Acknowledging the changing times confronting the accounting profession, UCLA has made some controversial changes to its accounting minor requirements, forcing some students to attend summer school so they can finish on time.
Realizing the accounting program isn’t producing the desired amount of CPAs, UCLA officials took steps to make their program more competitive and to make graduates more appealing to accounting firms.
"The changes come in line with the fact that accounting has changed a lot and our program hadn't," David Aboody, the area chair and associate professor of accounting at the UCLA Anderson School of Management, told the Daily Bruin, the school’s newspaper. Just 80 of the 350 students entering the program over the last two years ended up taking the CPA exam.
"We haven't been fulfilling our mission, which is to produce CPAs," Aboody said.
The school is capping accounting minors at 150 per year, which officials say will make it more competitive by attracting only those students who are most serious about becoming CPAs.
The changes, which go into effect this fall, have caught many students off guard.

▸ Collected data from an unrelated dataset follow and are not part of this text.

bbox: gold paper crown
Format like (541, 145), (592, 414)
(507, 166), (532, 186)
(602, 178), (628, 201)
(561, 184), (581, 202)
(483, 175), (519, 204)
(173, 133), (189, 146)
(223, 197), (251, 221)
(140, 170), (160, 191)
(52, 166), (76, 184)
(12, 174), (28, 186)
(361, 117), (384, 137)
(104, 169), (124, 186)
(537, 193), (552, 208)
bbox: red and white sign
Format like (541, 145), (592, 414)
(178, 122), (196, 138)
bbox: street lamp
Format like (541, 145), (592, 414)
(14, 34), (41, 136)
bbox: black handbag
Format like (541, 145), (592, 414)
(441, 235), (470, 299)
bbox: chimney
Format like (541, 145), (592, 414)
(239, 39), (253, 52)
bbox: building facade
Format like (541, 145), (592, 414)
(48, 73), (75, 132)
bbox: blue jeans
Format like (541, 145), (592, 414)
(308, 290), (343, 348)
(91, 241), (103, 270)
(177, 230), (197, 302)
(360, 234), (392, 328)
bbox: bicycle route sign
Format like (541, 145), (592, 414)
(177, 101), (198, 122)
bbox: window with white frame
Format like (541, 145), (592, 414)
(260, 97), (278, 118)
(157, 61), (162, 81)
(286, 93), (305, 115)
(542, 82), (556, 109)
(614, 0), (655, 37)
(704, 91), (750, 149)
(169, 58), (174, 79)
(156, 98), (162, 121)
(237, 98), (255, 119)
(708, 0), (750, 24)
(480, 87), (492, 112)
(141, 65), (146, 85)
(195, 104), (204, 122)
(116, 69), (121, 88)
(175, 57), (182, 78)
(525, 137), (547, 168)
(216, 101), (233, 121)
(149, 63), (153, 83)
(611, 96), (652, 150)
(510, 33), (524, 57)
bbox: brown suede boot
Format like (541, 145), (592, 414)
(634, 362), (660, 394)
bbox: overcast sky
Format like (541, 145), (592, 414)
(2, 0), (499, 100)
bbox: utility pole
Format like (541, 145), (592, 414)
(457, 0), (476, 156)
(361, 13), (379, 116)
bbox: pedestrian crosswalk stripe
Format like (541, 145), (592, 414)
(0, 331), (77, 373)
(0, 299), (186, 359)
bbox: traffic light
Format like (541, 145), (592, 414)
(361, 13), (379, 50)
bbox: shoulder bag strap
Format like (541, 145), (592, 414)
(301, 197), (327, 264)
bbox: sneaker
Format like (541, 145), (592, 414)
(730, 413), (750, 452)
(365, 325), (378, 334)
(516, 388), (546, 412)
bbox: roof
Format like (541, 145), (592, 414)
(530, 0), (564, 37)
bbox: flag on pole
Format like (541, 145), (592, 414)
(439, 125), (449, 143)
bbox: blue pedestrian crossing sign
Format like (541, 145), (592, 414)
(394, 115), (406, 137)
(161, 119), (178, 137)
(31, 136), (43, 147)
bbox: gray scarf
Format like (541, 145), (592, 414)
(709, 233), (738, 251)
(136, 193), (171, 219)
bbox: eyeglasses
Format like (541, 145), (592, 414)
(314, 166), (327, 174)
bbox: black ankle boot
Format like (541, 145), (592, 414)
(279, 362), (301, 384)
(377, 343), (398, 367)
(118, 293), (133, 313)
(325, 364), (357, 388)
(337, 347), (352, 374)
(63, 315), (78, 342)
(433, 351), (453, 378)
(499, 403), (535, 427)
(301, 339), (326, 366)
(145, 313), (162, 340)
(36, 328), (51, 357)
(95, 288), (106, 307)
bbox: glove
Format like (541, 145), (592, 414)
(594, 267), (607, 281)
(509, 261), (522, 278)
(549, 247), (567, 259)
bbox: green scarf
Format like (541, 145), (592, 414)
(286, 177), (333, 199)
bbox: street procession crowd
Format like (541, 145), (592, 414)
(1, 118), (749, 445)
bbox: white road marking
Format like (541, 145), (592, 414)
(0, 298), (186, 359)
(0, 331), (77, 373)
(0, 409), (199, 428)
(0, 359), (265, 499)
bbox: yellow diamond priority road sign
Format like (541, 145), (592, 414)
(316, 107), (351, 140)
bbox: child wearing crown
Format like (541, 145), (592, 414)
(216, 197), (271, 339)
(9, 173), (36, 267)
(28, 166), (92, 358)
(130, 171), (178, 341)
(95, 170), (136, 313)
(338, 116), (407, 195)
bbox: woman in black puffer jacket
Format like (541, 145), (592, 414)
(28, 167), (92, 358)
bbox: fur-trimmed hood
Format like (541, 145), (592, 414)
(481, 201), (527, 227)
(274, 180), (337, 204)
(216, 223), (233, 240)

"I had my four years all planned out for a major and double minor, which is an already-packed schedule," second-year pre-economics student Ara Ko, told the Bruin. "Now I will have to take a few quarters with four classes or go to summer school because of the extra management courses required."
Regardless, school officials are adamant that the changes are needed.
"We don't want the program to be the easiest; we want it to be the best," Francesca Baugh, associate director of the Undergraduate Minor in Accounting Program, told the Bruin.